¹ Tencent AI Lab, ² China Literature Ltd.
*Longyue Wang¹ is the corresponding author: vinnlywang@tencent.com
GuoFeng Webnovel is a publicly copyrighted, high-quality, discourse-level and multilingual corpus of web fiction. Specifically, its distinguishing feature lies in:
- Rich Linguistic and Cultural Phenomena: literary texts contain more complex linguistic and cultural knowledge than non-literary ones.
- Long-Range Context: literature such as novels have much longer contexts than texts in other domains.
- Artificial General Intelligence: we anticipate that this dataset will not only advance existing research in the fields of machine translation but also inspire novel studies with Large Language Models.
- [20/05/2024] 🛰️🛰️🛰️ GuoFeng Webnovel Corpus V2 is released: two discourse-level datasets for Chinese→German and Chinese→Russian.
- [15/05/2023] WMT23 Shared Task: Discourse-Level Literary Translation
- [15/05/2024] 🎉🎉🎉 GuoFeng Github is online now 🎉🎉🎉
- [06/05/2023] 🚀🚀🚀 GuoFeng Webnovel Corpus V1 is released: a discourse-level dataset with sentence-level alignment for Chinese→English.
- [14/04/2023] WMT23 Shared Task: Discourse-Level Literary Translation
The dataset covers 14 genres such as fantasy science and romance.

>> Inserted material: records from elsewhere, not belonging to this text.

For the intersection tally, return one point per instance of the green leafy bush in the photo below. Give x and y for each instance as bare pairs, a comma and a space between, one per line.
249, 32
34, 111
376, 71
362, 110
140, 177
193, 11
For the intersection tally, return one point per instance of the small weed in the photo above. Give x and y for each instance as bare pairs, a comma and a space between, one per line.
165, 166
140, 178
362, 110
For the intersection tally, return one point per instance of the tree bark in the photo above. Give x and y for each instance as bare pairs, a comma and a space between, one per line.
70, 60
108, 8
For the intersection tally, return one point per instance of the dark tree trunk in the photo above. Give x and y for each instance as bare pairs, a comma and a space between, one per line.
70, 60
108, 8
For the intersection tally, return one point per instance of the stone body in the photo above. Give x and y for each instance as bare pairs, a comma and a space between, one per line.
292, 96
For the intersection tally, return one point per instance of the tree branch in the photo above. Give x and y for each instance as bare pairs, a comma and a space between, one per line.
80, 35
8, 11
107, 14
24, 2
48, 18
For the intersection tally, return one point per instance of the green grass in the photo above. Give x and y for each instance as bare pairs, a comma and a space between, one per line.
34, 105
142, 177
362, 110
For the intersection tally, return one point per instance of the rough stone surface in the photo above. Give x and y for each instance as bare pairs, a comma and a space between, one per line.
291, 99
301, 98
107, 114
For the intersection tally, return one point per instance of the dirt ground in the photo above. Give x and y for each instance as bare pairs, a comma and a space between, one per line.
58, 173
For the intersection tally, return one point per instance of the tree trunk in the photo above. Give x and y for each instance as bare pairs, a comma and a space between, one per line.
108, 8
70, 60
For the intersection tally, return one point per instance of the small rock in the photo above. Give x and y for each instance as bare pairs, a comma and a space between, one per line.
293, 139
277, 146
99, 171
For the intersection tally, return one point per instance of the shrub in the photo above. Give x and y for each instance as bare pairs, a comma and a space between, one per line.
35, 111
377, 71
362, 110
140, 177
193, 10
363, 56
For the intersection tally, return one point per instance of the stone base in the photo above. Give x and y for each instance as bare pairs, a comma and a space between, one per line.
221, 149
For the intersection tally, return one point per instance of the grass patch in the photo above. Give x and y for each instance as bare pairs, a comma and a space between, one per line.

The detailed statistics are shown as follows.
The word cloud of high-frequency words in different langauges as shown follows.
The data example sampled from Chinese-English set, and the colored words demonstrate rich linguistic phenomena.
Copyright is a crucial consideration when it comes to releasing literary texts, and we (Tencent AI Lab and China Literature Ltd.) are the rightful copyright owners of the web fictions included in this dataset. We are pleased to make this data available to the research community, subject to certain terms and conditions.
- 🔔 GuoFeng Webnovel Corpus is copyrighted by Tencent AI Lab and China Literature Limited.
- 🚦 After completing the registration process with your institute information, WMT participants or researchers are granted permission to use the dataset solely for non-commercial research purposes and must comply with the principles of fair use (CC-BY 4.0).
- 🔒 Modifying or redistributing the dataset is strictly prohibited. If you plan to make any changes to the dataset, such as adding more annotations, with the intention of publishing it publicly, please contact us first to obtain written consent.
- 🚧 By using this dataset, you agree to the terms and conditions outlined above. We take copyright infringement very seriously and will take legal action against any unauthorized use of our data.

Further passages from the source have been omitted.